Performance of synthetic antiferromagnetic racetrack memory: domain wall vs skyrmion
R. Tomasello, V. Puliafito, E. Martinez, A. Manchon, M. Ricci, M., Carpentieri, and G. Finocchio

TL;DR
This paper compares the performance of synthetic antiferromagnetic racetrack memory using domain walls and skyrmions, analyzing velocity and defect sensitivity through micromagnetic simulations.
Contribution
It provides a comprehensive micromagnetic analysis of SAF racetrack memory, highlighting conditions for stabilizing SAF skyrmions and their high-velocity potential.
Findings
SAF skyrmion stabilization requires opposite Dzyaloshinskii-Moriya Interaction signs.
SAF skyrmions and Neel domain walls can reach velocities over 1200 m/s.

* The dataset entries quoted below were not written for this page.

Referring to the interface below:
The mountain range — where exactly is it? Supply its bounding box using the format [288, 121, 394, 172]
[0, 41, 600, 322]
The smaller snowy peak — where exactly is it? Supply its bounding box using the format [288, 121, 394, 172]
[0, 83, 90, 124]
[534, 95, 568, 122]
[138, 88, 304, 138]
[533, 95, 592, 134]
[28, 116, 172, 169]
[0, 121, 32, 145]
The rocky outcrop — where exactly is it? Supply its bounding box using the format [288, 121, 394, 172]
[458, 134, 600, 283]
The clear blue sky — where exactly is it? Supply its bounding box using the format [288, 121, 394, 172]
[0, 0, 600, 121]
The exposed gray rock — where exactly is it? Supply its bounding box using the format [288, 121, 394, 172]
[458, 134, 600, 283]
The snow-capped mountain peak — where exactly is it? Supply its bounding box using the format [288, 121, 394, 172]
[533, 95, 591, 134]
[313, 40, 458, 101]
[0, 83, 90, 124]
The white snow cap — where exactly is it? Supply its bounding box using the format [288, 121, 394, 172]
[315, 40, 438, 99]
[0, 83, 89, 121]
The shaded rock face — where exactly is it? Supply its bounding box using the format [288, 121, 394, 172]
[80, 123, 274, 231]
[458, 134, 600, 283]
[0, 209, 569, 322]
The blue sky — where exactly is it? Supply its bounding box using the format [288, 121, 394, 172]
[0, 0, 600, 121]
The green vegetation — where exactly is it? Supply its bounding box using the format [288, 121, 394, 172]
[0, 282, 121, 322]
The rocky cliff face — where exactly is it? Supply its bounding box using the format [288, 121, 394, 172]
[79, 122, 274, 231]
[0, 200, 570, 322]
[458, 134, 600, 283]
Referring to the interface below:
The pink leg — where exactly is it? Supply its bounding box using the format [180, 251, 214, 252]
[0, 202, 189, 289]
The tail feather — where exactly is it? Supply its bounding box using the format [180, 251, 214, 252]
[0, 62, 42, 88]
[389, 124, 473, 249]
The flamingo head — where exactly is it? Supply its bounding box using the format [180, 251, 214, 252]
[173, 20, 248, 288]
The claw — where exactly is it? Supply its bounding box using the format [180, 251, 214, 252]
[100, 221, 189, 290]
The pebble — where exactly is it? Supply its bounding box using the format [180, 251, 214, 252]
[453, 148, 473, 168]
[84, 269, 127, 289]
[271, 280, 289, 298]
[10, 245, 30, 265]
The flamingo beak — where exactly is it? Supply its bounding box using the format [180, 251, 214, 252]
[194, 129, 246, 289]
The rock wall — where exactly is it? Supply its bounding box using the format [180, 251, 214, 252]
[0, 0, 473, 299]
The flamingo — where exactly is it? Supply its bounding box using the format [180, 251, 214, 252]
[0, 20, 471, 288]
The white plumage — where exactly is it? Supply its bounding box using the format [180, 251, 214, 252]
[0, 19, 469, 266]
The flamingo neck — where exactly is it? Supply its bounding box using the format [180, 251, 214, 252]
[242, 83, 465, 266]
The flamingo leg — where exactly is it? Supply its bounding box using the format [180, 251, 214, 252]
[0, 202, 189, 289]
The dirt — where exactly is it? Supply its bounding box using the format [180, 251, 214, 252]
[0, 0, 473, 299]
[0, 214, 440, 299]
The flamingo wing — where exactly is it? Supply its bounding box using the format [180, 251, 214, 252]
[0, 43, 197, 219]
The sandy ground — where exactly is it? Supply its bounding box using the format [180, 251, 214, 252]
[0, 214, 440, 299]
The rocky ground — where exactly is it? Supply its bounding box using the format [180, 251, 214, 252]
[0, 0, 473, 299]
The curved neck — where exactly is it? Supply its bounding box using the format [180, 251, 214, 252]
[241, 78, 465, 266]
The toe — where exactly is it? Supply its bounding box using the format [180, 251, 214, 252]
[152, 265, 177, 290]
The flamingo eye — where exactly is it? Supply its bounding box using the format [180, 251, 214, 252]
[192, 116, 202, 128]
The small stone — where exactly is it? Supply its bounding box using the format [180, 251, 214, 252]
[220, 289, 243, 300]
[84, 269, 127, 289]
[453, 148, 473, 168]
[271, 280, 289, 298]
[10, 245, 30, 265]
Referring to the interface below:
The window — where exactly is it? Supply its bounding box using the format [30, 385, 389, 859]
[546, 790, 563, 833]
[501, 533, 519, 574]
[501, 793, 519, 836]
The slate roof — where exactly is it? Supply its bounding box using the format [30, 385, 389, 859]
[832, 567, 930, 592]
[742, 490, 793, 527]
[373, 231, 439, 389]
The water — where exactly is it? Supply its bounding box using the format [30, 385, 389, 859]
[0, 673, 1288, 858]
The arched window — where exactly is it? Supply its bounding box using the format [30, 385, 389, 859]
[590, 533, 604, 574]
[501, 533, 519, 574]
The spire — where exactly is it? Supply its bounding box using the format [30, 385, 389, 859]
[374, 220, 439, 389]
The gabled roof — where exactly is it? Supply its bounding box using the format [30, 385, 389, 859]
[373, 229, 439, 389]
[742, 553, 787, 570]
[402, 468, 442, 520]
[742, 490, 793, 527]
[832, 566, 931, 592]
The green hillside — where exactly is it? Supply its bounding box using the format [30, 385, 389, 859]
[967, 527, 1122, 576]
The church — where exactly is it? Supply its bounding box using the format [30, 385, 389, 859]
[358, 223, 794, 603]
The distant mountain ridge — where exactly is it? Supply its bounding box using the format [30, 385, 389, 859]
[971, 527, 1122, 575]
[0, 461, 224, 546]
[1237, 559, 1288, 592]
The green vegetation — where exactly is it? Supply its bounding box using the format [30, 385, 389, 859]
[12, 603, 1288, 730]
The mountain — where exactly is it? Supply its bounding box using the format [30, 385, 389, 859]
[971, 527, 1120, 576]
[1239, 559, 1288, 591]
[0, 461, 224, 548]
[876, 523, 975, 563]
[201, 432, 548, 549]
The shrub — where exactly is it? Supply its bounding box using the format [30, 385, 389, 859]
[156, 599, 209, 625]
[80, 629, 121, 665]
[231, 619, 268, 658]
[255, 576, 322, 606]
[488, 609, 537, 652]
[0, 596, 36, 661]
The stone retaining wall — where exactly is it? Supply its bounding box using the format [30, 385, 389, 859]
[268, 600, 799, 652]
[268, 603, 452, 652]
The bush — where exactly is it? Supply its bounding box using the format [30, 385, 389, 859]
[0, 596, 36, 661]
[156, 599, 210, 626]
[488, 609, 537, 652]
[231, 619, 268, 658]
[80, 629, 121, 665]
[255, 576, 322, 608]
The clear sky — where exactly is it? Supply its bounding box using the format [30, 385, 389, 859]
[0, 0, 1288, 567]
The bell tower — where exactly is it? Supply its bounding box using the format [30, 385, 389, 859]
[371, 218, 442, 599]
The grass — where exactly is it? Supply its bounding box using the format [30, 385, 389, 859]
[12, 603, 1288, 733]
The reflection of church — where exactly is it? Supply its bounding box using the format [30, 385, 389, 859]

Velocity depends on spin-orbit torque with opposite signs applied to ferromagnets.
Abstract
A storage scheme based on racetrack memory, where the information can be coded in a domain or a skyrmion, seems to be an alternative to conventional hard disk drive for high density storage. Here, we perform a full micromagnetic study of the performance of synthetic antiferromagnetic (SAF) racetrack memory in terms of velocity and sensitivity to defects by using experimental parameters. We find that to stabilize a SAF skyrmion, the Dzyaloshinskii-Moriya Interaction in the top and the bottom ferromagnet should have an opposite sign. The velocity of SAF skyrmion and SAF Neel domain wall are of the same order and can reach values larger than 1200 m/s if a spin-orbit torque from the spin-Hall effect with opposite sign is applied to both ferromagnets.